Mort Marcus, Co-President, Debmar Mercury, was more categorical in his approach. He said, “Digital is not a business for TV shows. We are not there yet.” Both experts, together with Tom Kane, President and CEO, CBS Television Studios, said that the challenges in television itself were too many at present. Kane said, “We are ignoring the day time on television and focussing only on primetime. This is an area that really needs attention. Unless daypart building happens across the day with relevant content, the full potential of television itself hasn’t been tapped.”

Marcus added here that television was the creation of brands, and the idea should be to keep that as a guideline. Wood said that the off-air element of TV, too, needed a revisit to be able to build various dayparts. Ken Werner, Domestic Television Distribution, said that the new media could play a role here by bringing variety to the television experience that could in turn make the medium more engaging. The experts agreed that the key word in TV was to create habits.

New Media came under further scrutiny in the Think Tank session ‘Here Today, There Tomorrow’. Jeff Gaspin, President and COO, Universal Television Group, said, “The industry today is seeing a gravitation from broadcast to cable, and it is clear that in the television domain itself, there is a lot to still understand and develop. The digital domain brings a lot of promise, but a problem right now is that the domain really just has pennies, in comparison to the broadcast dollars.”

Gaspin was quick to state that this would correct itself over a period of time, when things such as the cost of streaming and other digital inputs would reduce, thereby increasing the margins.

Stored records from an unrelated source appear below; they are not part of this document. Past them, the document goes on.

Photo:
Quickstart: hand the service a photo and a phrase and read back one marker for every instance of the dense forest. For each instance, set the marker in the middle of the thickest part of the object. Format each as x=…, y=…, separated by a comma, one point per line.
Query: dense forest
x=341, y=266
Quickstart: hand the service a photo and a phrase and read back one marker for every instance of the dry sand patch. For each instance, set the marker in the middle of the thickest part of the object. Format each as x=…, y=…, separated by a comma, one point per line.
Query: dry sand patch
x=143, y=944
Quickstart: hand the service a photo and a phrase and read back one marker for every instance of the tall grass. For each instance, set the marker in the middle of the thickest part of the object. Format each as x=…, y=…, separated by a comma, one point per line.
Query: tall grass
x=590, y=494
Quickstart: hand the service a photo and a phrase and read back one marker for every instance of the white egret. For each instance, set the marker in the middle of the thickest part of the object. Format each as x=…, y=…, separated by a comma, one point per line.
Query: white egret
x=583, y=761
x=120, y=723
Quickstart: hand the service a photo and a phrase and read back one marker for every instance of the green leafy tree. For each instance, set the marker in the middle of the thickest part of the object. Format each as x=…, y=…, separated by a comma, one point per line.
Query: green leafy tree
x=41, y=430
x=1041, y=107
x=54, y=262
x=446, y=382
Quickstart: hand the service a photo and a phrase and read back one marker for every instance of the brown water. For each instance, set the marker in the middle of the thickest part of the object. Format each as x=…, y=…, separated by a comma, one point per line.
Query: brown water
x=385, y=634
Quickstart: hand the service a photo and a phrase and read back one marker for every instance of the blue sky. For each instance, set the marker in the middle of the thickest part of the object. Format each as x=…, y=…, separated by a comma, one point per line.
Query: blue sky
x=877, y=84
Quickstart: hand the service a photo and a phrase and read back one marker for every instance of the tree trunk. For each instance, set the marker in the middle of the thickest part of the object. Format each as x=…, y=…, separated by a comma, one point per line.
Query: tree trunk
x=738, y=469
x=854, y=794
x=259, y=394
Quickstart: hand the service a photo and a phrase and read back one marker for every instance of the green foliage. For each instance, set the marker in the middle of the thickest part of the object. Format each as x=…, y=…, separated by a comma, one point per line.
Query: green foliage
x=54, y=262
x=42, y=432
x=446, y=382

Andrea Wong, President and CEO Lifetime Networks spoke on her experience of channel brands loyalty developing in the viewers. Viewers tuned in the channel to watch what was coming on the channel rather than tuning into specifically a show, the channel in that case being incidental.

Another session that saw some caution on the digital excitement was Insight Arena session ‘Mobile Content: What’s Hot? What’s New? What’s Next?’ Mitch Fienman, SVP, Fox Mobile Entertainment, said, “We need to really temper down this excitement around the mobile medium. It is big and fast, but the expectations flying are too high. We need to see this medium in a more sober light.”

Eric Bader, Co-Founder and MD, Brand in Hand, explained that the Internet medium was already seeing problems with email marketing not working as well as it did a few years back. He said, “Neither is direct and other such new media. The challenge before the mobile medium is to take the ad spends from these mediums and be able to deliver on that.”

The digital medium surely has its highs that broaden the platforms to reach the consumers today. However, the experts working closely in the field, even in the advanced markets like the US, are clear that the need of the hour is to be more pragmatic on the expectations from this medium while taking the necessary risks that would grow the digital domain further.